The Mudcat Café TM
Thread #54100   Message #839705
Posted By: Jerry Rasmussen
03-Dec-02 - 12:17 PM
Thread Name: The personal song - Who does it well?
Subject: RE: The personal song - Who does it well?
Hi, Mark: Universal is a tough goal to shoot for, although admirable.
I remember talking with a folk singer (and a very successful one) who said, "I only sing universal songs,) and I thought to myself, yeah, "lah de dah!" It sounded a little pompous to me, because I'd heard the person's recordings and concerts, and there were a lot of songs the singer might have thought were "Universal" that didn't say a thing to me. I have to laugh at some of the songs that I've written that I thought were throw-aways, and never even wrote down, only to find that someone thought they were one of my best songs. No accounting for taste. The danger in trying to be "universal" for a songwriter is that it can lead you into writting things in such general terms that they become musical Hallmark cards. And, sometimes it sounds like the person sat down with beads of sweat on their forehead, saying "I'm going to write a universal song, if it kills me."

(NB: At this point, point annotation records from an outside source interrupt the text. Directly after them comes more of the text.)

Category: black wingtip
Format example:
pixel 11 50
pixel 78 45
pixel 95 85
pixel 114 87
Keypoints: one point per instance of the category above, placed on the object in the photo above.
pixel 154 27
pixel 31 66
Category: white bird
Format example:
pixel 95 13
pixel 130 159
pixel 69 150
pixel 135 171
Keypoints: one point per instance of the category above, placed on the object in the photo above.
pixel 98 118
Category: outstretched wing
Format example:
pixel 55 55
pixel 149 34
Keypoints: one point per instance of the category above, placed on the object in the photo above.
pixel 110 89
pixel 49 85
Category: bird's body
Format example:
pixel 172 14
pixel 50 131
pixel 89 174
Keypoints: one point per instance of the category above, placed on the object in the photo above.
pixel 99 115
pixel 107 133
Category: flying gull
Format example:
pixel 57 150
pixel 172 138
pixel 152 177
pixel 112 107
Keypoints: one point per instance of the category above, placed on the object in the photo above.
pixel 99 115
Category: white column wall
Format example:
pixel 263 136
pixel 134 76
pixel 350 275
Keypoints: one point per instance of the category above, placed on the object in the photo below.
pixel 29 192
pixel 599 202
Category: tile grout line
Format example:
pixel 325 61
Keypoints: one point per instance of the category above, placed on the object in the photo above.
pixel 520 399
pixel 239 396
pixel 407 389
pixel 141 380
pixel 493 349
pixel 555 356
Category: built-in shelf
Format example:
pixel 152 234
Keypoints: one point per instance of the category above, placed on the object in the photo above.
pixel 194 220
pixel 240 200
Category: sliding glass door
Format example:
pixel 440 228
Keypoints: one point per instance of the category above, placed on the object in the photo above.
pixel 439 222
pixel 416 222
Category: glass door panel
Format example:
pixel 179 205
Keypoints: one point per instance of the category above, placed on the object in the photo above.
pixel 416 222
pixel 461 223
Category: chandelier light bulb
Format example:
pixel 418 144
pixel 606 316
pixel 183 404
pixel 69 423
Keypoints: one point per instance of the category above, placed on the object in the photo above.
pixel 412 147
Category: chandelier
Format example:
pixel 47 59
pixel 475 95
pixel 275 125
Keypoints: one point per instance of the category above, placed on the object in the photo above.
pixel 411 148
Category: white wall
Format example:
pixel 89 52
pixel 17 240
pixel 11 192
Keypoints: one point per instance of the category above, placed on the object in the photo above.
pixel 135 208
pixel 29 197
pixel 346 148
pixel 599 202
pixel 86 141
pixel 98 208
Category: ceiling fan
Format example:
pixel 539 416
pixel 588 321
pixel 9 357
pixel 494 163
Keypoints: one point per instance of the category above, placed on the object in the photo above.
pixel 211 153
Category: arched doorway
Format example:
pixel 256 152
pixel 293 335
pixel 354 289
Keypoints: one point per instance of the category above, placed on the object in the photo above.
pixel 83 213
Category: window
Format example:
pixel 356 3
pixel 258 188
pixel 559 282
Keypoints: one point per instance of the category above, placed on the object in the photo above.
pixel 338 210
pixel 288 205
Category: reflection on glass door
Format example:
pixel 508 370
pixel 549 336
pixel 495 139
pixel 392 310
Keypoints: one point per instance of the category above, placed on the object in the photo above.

For me a good songwriter helps me to see the world through their eyes, with a freshness and difference of perspective that I might not have otherwise experienced. If I hear, and then sing Jam on Gerry's Rocks, for example, it transports me into a time and place where I've never been. It brings images to mind that are certainly not universal, but they are vivid in my mind. If you, or Mary Chicken, or Mr. Happy heard that song, it might not move you in the way it moves me. Might not move you at all.

Maybe my old buddy Holden Caulfield could sense what was a good song..
he could spot dishonesty a mile away. And, honesty is a critical factor in a good song... it has to have an internal honesty, and a believability. In order to do that, a songwriter sometimes has to reach inside him/herself while at the same time, stand outside. It's the songwriters that don't stand outside themselves who run into problems. They may end up writing about "universal" things like love, honesty, suffering and pain and write a song that no one wants to hear because they haven't put themselves, or a believable person at the heart of the song.

I have the suspicion that if we started a thread titled Universal Songs and asked everyone to put down songs they consider "Universal" there'd be agreement on a lot of songs, and some good laughs on others. Maybe I could start with Louie Louie.